Iatrogenic VSD after TAVI is a rare but serious complication. It might lead to a significant left-to-right shunt and right ventricular failure. Management depends on the VSD size and haemodynamic impact and should be patient-tailored. Early intervention is needed in cases of haemodynamically relevant and symptomatic shunts, as this can prevent malignant deterioration. Percutaneous transcatheter closure is feasible as a bailout in inoperable patients but may lead to further complications, i.e., mechanical haemolysis.

Impact on daily practice

The presence of symptoms of right ventricular failure after TAVI should raise the suspicion of VSD. Timely intervention is essential for symptomatic iatrogenic VSD.

Consent statement

Consent was obtained from the patient for publication of this case report.
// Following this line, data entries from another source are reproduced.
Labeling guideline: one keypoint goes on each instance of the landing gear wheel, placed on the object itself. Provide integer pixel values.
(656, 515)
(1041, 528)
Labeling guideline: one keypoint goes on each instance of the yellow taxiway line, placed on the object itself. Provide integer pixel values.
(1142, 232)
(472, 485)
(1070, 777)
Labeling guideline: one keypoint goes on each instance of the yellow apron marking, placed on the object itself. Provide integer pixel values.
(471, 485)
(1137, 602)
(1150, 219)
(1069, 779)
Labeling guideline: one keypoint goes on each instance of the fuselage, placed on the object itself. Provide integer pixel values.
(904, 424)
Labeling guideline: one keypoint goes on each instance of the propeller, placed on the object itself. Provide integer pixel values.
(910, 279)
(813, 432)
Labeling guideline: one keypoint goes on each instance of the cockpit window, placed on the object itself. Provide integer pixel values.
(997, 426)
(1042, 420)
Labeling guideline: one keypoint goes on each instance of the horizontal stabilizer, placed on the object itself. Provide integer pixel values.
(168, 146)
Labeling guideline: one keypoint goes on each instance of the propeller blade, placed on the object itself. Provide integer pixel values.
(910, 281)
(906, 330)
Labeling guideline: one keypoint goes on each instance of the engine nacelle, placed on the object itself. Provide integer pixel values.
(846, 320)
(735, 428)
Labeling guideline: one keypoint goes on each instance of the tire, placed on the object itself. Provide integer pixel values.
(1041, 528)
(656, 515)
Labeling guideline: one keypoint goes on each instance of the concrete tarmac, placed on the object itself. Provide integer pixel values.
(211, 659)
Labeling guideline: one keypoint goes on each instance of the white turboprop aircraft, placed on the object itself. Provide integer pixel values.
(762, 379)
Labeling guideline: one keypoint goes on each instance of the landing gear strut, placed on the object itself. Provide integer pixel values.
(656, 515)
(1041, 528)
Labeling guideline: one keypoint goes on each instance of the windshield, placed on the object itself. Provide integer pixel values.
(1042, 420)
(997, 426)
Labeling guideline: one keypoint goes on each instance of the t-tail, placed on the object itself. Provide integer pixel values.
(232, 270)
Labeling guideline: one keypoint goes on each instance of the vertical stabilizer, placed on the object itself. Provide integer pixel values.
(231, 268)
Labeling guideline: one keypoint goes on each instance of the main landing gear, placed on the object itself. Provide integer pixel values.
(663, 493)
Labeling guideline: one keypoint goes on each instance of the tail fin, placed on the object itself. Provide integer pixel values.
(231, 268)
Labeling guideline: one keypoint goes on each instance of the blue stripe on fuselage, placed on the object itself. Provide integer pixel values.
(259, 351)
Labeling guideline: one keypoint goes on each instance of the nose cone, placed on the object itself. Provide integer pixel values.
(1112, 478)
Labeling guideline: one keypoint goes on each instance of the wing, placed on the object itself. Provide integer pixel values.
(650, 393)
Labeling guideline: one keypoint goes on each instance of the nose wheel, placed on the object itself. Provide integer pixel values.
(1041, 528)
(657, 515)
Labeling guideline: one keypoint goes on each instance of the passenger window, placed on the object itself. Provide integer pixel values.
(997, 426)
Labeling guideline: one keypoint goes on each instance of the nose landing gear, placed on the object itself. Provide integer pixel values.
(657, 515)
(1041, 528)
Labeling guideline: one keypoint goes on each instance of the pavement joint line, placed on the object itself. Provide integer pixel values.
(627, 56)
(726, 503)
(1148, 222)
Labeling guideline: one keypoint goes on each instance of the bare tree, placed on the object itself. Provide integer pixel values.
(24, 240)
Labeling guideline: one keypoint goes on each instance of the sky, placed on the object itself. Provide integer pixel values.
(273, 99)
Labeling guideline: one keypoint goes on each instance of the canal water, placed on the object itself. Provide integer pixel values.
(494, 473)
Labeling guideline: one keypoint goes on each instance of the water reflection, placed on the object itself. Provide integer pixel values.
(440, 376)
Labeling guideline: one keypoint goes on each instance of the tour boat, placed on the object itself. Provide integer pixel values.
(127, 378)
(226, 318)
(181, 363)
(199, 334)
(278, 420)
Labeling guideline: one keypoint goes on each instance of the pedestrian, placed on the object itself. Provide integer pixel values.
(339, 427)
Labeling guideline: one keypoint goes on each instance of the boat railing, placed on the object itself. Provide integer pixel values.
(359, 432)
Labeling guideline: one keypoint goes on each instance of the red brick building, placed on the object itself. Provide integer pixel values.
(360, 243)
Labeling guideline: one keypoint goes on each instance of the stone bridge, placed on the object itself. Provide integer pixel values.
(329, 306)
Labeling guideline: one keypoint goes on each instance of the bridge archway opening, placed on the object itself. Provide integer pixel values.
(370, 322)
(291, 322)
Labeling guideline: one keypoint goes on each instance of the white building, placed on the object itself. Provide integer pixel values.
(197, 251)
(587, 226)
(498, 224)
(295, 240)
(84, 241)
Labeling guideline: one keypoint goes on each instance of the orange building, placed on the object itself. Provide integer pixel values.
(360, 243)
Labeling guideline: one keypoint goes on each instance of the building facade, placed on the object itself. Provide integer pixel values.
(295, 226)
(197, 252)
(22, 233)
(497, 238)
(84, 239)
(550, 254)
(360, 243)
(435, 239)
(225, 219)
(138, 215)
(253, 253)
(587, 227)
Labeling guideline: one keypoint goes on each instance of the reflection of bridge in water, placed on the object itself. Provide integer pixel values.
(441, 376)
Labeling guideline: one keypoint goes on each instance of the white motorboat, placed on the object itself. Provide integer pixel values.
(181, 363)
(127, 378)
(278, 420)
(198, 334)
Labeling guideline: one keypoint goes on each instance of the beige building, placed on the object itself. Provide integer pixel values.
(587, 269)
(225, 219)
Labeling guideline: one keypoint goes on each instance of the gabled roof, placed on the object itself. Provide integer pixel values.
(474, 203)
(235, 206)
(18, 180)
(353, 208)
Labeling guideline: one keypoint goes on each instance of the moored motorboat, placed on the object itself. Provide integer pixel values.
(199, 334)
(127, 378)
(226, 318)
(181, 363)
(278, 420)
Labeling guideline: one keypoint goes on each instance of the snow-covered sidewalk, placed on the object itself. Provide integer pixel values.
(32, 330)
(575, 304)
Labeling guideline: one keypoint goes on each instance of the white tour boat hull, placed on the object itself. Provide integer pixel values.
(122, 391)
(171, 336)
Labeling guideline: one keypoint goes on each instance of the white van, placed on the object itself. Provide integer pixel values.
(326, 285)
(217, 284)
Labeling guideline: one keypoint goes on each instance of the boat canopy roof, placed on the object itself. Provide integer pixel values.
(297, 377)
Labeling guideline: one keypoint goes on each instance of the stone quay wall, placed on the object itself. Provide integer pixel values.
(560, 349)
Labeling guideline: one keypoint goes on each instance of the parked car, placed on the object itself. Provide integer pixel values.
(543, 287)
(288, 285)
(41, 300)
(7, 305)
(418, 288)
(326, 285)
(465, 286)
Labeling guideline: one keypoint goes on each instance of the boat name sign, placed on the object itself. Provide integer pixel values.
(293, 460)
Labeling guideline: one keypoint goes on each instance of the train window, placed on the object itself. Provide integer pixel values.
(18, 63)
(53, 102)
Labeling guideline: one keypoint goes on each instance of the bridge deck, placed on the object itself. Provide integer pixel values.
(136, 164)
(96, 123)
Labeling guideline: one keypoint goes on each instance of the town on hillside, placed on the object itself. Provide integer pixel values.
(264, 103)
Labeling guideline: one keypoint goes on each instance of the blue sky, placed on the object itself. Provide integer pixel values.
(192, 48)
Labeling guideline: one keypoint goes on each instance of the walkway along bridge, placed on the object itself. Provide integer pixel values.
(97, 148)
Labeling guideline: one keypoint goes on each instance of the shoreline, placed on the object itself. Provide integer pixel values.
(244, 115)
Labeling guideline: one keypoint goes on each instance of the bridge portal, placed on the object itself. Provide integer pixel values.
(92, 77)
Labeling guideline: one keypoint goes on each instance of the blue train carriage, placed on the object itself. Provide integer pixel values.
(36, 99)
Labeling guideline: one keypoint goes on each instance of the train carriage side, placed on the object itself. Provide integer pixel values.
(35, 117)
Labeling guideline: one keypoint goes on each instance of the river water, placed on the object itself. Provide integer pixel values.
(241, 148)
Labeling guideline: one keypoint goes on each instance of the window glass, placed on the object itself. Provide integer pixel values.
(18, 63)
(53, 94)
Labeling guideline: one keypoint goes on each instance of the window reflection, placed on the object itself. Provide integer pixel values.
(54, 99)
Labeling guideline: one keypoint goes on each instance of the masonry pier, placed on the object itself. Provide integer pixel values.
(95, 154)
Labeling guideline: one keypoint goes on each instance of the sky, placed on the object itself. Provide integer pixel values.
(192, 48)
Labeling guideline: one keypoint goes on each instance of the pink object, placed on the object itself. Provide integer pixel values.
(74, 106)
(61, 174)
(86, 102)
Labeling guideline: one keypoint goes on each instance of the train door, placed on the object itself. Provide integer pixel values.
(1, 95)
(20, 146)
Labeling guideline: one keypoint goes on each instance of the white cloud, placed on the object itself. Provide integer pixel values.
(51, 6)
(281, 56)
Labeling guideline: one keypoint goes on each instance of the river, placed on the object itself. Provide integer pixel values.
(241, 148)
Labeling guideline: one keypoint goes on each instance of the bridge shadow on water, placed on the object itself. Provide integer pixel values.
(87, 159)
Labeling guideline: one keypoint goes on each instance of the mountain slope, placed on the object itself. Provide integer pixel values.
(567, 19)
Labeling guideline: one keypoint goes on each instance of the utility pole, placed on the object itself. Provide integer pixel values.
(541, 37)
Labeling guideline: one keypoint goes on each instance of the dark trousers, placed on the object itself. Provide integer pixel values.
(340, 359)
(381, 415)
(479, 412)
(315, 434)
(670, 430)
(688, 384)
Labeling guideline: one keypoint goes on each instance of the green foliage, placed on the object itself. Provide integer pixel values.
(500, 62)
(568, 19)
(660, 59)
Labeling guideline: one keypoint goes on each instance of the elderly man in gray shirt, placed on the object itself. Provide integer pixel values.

Conflict of interest statement

E. Tigges received honoraria and/or consulting fees and/or grants from Edwards Lifesciences, Medtronic, Abbott, Philips, Boston Scientific, AstraZeneca, J&J Medtech, Shockwave Medical, and Resuscitec - all not related to the present work; and reports participation on advisory board for Edwards Lifesciences, Medtronic, Abbott, and Shockwave Medical. T. Ubben received support for attending meetings from Abbott and Boston Scientific - all not related to the present work. D.-U. Chung received consulting fees from Medtronic; and honoraria from Philips - all not related to the present work. The other authors have no conflicts of interest to declare.